As you can see it doesn’t manage to virtualize Haiku correctly. It feels like some memory is copied wrong at some point. Xubuntu fails very early too. Sortix appears to work fine (on nested virtualization) but that’s likely just because it’s a smaller OS and the live ISO loads almost everything using GRUB (which uses BIOS calls to do so). Other toy OSes appear to work fine. I never managed to get the time to debug this so I can’t provide any more information.

Different behavior on real hardware

One of the biggest bugs I have debugged during GSoC consisted on very poor virtualization performance on real hardware. When running on nested virtualization (that is, executing QEMU+NVMM inside a VM running Haiku) things would ran slow (as expected on nested virtualization) but with similar performance as QEMU+NVMM on NetBSD. However, when running on real hardware performance would be way worse than that. Loading GRUB alone took a couple of minutes (if not more). There are a couple of reasons why this was happening but I didn’t find the “big” one until yesterday. To keep it short I was convinced by some reason that EPT tables format was the same as in X86 page tables but it’s not (although it’s similar enough to work). This was preventing the TLB from caching any EPT stuff and thus causing a huge performance loss.

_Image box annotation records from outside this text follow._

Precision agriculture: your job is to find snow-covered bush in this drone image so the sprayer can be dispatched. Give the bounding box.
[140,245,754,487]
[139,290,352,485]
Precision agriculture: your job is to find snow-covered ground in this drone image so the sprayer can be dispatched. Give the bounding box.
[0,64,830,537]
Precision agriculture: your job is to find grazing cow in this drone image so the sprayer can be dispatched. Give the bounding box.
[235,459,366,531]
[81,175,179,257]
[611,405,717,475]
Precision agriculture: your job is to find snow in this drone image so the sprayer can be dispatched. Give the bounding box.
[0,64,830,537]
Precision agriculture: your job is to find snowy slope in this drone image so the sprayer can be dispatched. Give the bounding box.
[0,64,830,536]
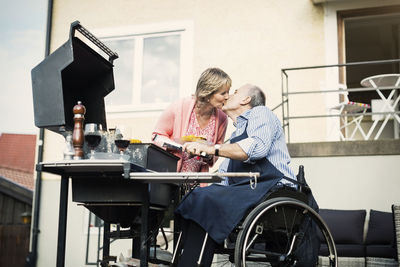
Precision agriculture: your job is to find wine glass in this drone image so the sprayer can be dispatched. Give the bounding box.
[85,123,101,159]
[115,126,131,159]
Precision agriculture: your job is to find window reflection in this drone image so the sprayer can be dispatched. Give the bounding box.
[141,35,180,103]
[104,39,135,105]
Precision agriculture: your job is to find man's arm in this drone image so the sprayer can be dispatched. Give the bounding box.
[183,142,247,161]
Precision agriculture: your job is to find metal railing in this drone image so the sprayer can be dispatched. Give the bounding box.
[273,59,400,143]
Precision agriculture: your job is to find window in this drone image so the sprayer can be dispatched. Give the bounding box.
[95,22,192,113]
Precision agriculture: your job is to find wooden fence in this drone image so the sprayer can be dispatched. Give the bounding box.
[0,224,30,267]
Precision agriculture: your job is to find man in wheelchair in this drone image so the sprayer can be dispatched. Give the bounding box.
[173,84,332,267]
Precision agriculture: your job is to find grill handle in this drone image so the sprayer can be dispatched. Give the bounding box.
[69,21,118,63]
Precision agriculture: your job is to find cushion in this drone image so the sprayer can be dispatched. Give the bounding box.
[365,210,396,258]
[365,210,396,245]
[319,244,365,257]
[365,245,397,259]
[319,209,367,245]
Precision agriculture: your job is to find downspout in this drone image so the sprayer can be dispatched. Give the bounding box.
[25,0,53,267]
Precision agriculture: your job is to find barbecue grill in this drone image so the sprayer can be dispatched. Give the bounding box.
[31,21,178,266]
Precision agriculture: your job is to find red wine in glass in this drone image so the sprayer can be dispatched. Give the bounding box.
[85,134,101,149]
[115,139,129,154]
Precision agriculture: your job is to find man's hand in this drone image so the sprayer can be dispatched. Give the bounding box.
[182,142,248,161]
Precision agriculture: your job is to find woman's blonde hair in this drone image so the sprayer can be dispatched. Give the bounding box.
[195,68,232,102]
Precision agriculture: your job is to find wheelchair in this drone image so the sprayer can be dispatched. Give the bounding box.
[170,166,337,267]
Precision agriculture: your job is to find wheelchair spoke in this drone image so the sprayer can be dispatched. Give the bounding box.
[235,197,337,267]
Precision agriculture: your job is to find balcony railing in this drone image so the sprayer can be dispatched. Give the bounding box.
[273,59,400,143]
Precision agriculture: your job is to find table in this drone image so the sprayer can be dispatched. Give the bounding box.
[36,159,259,267]
[331,101,370,141]
[361,73,400,140]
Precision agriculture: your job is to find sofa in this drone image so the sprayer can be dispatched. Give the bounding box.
[319,205,400,267]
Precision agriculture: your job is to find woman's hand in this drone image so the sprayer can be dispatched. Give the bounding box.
[182,142,215,156]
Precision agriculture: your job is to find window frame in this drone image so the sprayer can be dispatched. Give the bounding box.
[93,21,193,117]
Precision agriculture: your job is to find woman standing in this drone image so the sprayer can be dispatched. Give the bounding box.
[153,68,232,172]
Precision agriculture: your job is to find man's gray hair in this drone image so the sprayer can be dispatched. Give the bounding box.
[248,85,265,108]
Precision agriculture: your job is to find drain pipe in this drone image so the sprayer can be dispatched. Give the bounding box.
[25,0,53,267]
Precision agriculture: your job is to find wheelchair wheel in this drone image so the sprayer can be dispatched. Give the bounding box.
[234,197,337,267]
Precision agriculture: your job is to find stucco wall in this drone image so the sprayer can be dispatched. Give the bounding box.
[293,155,400,214]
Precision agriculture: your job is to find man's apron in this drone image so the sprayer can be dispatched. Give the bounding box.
[175,126,284,244]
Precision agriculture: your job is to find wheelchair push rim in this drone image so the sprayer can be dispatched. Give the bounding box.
[234,197,337,267]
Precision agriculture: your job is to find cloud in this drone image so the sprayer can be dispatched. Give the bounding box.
[0,30,45,133]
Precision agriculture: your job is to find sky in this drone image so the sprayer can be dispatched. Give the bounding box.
[0,0,47,134]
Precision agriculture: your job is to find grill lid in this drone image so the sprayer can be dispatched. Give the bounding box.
[31,21,118,134]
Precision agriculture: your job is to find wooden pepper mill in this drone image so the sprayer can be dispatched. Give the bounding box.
[72,101,86,159]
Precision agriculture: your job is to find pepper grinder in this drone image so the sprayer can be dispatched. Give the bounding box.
[72,101,86,159]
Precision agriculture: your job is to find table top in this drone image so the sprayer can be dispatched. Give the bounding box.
[360,73,400,87]
[36,159,260,184]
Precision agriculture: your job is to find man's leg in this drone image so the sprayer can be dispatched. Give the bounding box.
[178,220,217,267]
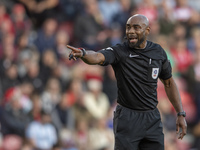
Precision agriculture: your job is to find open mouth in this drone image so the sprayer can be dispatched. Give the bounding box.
[129,38,138,43]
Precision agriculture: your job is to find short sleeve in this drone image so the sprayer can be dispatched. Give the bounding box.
[98,47,119,66]
[159,50,172,80]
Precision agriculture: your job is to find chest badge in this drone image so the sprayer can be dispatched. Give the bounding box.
[152,68,159,79]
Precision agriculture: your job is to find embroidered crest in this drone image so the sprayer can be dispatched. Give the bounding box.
[152,68,159,79]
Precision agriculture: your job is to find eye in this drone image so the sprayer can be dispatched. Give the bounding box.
[126,26,131,30]
[134,26,140,30]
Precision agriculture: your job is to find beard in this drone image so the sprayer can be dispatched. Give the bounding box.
[128,36,145,48]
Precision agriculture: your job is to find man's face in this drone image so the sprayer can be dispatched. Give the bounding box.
[126,17,149,48]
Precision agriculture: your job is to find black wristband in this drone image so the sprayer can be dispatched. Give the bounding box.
[79,48,86,57]
[177,111,186,117]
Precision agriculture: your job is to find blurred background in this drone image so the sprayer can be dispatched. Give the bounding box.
[0,0,200,150]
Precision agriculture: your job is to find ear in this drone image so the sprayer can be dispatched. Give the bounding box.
[145,26,151,35]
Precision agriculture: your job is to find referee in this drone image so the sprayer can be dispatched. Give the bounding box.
[67,14,187,150]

I’ve written the correct EPT tables into the kernel and it finally runs fast. The problem (yes, there is always a new problem) is that several new bugs have appeared. I’ve managed to fix a few of them, but others remain:

  • The Space Invaders boot sector game I showed on the forum keeps working on nested virtualization but doesn’t work anymore on real hardware. BIOS just hangs trying to load it.
  • Sortix doesn’t work anymore. It reboots while loading GUI (probably a triple fault). It seems to work fine if you disable GUI on GRUB.

Since I fixed the performance issue yesterday I just haven’t had enough time to fix this yet.

QEMU crashes when SMP is enabled

As the title says QEMU tends to get an invalid VM exit from NVMM which causes it to abort, when running on a multiprocessor machine. This happens when a VM is migrated from one physical CPU to another, but it only happens sometimes. I prioritized fixing the performance issues and getting QEMU+NVMM working correctly on one CPU before even trying to fix this. I took a look at the code I wrote in May to handle VM migrations and didn’t see any obvious failure.

EPT translations not flushed from TLB on time

This is one of the few missing things on the VMX backend. Cached values from EPT tables (aka host TLB) needs to be flushed everytime there is a change on the EPT tables. On NetBSD they do this by installing a callback into the translation map. On DragonFlyBSD the translation map increments a counter everytime a flush is needed. On Haiku we don’t yet manage this in any way. This isn’t a problem yet because everytime we do a context switch we flush the whole TLB (by reloading CR3) but it’ll be a problem for having VMs with more than one CPU since we should invalidate remote TLBs too. Both the NetBSD and the DragonFlyBSD solution should be easy to add to the brand new X86GPAtoHPATranslationMap.

Conclusion

Throughout this project I’ve learned a lot about VMX and virtualization in general. I’ve also learned about paging and got some hands on experience doing kernel development on a well-established project.

I have also learned more about assembly and debugging (GDB scripts).

Acknowledgements

This awesome summer wouldn’t have been possible without my awesome mentors: waddlesplash and scottmc. Thank you!

I also want to thank Pulkomandy for checking my proposal draft back on March and trungnt2910 for fixing his GDB port so it would be able to debug QEMU. And of course all the people in the community that have been showing interest on this project in the forum and IRC.

I can’t believe it’s over. Time flies when you’re having fun!